Matching of Users and Creators in Two-Sided Markets with Departures
Daniel Huttenlocher, Hannah Li, Liang Lyu, Asuman Ozdaglar, James Siderius
TL;DR
The paper tackles a sequential, two-sided platform optimization problem where both users and creators can exit if engagement falls short, formalizing a model where long-run engagement is maximized under participation constraints. It shows that a naive, user-centric approach can be arbitrarily bad and that the general two-sided problem is NP-hard to approximate; the Forward-Looking framework links optimal long-run performance to maximum stable sets, enabling an ILP formulation. To bridge theory and practice, the authors introduce two polynomial-time algorithms, Local Clustering and Creator Ranking with Potential Audience Size, that offer constant-factor guarantees under mild density assumptions and robust empirical performance via augmenting-path techniques. The work advances understanding of platform design under two-sided dynamics and provides practical tools for sustaining engagement in real-world two-sided markets. It highlights the importance of accounting for both sides’ incentives and departures in recommendation systems, with potential implications for social networks, streaming platforms, and marketplace ecosystems.
Abstract
Many online platforms of today, including social media sites, are two-sided markets bridging content creators and users. Most of the existing literature on platform recommendation algorithms largely focuses on user preferences and decisions, and does not simultaneously address creator incentives. We propose a model of content recommendation that explicitly focuses on the dynamics of user-content matching, with the novel property that both users and creators may leave the platform permanently if they do not experience sufficient engagement.
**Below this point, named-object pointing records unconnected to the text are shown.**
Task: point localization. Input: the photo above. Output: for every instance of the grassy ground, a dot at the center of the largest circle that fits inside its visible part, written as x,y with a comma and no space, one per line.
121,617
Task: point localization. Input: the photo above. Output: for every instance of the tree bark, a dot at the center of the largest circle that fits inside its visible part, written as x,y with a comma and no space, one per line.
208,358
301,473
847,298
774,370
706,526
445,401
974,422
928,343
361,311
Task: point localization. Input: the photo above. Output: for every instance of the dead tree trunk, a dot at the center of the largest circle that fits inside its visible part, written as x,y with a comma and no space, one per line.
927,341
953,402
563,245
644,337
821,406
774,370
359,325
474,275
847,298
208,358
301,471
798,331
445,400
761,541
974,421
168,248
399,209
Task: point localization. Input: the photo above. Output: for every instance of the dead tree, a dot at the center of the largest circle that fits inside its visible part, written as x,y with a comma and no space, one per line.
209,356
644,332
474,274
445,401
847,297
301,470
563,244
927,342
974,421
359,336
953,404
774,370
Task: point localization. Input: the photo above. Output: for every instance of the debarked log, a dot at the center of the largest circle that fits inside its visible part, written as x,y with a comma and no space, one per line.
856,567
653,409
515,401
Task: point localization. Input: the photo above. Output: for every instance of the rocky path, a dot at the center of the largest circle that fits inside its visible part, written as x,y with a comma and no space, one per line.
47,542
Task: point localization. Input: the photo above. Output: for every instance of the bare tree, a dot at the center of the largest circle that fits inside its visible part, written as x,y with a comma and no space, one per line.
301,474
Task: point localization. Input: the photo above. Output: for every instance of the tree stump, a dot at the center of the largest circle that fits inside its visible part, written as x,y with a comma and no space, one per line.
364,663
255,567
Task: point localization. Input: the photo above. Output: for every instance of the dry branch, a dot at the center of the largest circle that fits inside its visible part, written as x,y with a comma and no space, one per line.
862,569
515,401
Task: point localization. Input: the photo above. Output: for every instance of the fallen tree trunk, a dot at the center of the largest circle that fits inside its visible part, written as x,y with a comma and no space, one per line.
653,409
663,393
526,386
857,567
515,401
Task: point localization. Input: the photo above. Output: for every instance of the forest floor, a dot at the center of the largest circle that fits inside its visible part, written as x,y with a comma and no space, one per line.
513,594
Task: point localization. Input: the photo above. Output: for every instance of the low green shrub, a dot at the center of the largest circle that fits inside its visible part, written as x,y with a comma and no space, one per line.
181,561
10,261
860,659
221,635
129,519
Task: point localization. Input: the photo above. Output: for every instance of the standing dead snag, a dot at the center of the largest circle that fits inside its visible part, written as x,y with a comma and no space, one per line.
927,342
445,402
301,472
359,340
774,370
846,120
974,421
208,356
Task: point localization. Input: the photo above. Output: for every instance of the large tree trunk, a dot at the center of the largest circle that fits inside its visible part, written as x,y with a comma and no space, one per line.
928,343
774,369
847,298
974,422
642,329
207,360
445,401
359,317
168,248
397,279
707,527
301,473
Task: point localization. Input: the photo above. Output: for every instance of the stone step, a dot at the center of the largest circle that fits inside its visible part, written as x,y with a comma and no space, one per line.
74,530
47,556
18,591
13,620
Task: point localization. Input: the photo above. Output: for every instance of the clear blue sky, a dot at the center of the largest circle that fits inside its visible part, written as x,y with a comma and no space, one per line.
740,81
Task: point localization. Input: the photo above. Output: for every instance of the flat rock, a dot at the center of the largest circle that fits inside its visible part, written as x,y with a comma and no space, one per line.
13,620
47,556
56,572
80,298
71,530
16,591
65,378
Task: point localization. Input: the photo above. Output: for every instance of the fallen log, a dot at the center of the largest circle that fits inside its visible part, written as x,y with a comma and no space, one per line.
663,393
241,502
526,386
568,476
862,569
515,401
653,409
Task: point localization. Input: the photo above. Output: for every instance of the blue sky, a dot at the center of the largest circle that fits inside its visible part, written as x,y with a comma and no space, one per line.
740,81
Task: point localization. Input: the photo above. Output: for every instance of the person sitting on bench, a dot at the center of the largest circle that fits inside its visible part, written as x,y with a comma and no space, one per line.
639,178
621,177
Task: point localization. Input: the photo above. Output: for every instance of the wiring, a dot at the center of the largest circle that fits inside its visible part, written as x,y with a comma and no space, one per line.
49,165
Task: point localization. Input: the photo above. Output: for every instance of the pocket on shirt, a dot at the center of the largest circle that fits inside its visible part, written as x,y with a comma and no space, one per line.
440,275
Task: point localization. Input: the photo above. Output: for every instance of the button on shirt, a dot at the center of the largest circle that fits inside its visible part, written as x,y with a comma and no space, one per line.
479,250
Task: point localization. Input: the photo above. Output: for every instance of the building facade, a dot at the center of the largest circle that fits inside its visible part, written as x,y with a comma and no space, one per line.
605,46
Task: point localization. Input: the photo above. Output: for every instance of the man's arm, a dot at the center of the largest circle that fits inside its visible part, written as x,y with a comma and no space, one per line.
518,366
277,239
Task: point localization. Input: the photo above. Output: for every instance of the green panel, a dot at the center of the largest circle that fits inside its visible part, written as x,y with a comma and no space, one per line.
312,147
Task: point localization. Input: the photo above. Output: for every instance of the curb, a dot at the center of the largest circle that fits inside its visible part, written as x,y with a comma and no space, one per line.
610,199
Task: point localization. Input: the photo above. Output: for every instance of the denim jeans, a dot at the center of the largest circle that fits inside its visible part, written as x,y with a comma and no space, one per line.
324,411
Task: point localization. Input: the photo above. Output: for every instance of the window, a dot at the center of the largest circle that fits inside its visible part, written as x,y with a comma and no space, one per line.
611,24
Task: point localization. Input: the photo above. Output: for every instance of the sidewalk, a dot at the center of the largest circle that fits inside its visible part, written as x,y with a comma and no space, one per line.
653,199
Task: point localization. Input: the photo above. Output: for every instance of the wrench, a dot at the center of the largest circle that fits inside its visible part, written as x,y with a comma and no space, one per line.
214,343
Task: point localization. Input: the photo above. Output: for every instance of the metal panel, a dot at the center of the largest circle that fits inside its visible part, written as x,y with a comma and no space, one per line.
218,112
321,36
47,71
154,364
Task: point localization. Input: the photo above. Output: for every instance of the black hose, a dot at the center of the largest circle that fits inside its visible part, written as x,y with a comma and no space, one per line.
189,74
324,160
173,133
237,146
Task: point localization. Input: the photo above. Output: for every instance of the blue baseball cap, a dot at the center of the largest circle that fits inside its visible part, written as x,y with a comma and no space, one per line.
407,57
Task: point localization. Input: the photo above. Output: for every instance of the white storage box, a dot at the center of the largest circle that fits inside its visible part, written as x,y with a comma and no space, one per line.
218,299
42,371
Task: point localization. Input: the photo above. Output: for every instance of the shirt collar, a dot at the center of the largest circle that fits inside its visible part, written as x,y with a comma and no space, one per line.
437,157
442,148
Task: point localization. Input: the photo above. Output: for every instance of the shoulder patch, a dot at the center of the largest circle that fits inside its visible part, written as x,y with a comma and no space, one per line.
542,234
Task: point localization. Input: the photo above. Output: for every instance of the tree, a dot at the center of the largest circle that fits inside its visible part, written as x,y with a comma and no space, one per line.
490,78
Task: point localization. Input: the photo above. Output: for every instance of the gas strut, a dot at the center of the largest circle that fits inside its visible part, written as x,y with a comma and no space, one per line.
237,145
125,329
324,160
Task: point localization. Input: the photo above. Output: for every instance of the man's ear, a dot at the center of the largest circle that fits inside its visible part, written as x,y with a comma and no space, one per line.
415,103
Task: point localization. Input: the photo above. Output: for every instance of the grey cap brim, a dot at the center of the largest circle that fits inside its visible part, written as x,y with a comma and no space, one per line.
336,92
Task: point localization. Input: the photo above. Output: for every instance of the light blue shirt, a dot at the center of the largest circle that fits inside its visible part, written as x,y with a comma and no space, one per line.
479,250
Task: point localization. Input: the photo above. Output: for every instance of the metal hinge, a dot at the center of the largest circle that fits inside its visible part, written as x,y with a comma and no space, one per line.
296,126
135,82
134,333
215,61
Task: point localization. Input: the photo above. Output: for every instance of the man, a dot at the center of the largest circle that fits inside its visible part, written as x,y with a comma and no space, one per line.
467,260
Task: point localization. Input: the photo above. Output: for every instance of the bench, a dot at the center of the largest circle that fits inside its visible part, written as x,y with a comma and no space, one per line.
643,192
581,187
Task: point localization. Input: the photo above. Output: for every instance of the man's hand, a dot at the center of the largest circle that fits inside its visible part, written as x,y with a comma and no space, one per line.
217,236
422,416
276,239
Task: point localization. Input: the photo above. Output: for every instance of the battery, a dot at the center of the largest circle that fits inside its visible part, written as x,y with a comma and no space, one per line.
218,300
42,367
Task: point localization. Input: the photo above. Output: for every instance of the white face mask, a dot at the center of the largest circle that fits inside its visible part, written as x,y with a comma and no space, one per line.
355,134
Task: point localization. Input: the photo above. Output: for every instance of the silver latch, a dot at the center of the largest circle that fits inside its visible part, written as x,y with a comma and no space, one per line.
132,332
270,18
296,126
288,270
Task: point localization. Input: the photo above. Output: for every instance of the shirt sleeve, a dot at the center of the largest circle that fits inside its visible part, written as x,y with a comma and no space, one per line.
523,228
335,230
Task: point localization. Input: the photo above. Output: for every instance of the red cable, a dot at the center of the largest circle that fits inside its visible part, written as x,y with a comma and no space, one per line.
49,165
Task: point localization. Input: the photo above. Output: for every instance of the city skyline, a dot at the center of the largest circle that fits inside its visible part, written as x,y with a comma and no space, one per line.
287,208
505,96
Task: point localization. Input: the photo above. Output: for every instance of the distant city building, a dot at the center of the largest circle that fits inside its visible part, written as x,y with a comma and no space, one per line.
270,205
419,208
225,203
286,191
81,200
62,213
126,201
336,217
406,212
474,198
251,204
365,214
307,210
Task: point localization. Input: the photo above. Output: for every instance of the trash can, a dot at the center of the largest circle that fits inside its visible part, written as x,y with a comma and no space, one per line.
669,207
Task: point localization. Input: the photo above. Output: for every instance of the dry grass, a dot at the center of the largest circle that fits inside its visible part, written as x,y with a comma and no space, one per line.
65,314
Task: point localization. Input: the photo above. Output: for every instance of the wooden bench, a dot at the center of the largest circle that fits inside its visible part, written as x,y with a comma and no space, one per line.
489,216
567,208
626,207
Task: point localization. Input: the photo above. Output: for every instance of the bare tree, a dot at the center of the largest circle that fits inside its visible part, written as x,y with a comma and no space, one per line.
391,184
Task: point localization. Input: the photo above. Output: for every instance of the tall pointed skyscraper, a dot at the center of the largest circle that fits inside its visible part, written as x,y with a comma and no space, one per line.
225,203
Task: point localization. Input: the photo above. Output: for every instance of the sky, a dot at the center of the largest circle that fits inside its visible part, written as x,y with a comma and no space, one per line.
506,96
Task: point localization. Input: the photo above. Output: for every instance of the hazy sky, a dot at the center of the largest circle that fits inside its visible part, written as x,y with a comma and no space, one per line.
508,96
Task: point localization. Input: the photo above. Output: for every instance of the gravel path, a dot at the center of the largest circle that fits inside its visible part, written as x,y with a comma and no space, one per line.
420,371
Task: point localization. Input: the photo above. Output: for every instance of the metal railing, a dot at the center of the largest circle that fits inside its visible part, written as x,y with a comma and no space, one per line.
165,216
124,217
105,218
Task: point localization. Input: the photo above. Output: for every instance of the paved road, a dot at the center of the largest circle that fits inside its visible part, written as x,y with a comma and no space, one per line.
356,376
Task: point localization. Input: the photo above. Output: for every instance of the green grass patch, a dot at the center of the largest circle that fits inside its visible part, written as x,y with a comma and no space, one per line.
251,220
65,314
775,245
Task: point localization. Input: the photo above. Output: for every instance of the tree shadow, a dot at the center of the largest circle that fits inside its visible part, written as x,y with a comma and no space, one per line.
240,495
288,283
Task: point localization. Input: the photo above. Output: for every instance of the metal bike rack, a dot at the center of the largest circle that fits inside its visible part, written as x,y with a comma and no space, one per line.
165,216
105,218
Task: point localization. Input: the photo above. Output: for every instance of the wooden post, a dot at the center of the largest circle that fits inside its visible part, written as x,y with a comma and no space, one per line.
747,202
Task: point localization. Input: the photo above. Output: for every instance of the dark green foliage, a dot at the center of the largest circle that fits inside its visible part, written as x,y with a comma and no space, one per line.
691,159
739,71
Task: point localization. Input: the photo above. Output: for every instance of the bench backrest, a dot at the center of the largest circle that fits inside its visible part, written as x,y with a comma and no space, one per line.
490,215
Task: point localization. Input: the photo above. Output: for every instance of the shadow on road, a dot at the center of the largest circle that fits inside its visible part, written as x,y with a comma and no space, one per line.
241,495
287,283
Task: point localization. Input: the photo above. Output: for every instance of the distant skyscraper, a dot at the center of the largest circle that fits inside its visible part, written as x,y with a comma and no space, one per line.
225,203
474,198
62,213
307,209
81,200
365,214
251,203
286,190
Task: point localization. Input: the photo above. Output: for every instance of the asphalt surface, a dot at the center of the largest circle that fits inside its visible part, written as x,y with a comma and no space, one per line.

In our model, each player decides to participate at each time step based on utilities derived from the current match: users based on alignment of the recommended content with their preferences, and creators based on their audience size. We show that a user-centric greedy algorithm that does not consider creator departures can result in arbitrarily poor total engagement, relative to an algorithm that maximizes total engagement while accounting for two-sided departures. Moreover, in stark contrast to the case where only users or only creators leave the platform, we prove that with two-sided departures, approximating maximum total engagement within any constant factor is NP-hard. We present two practical algorithms, one with performance guarantees under mild assumptions on user preferences, and another that tends to outperform algorithms that ignore two-sided departures in practice.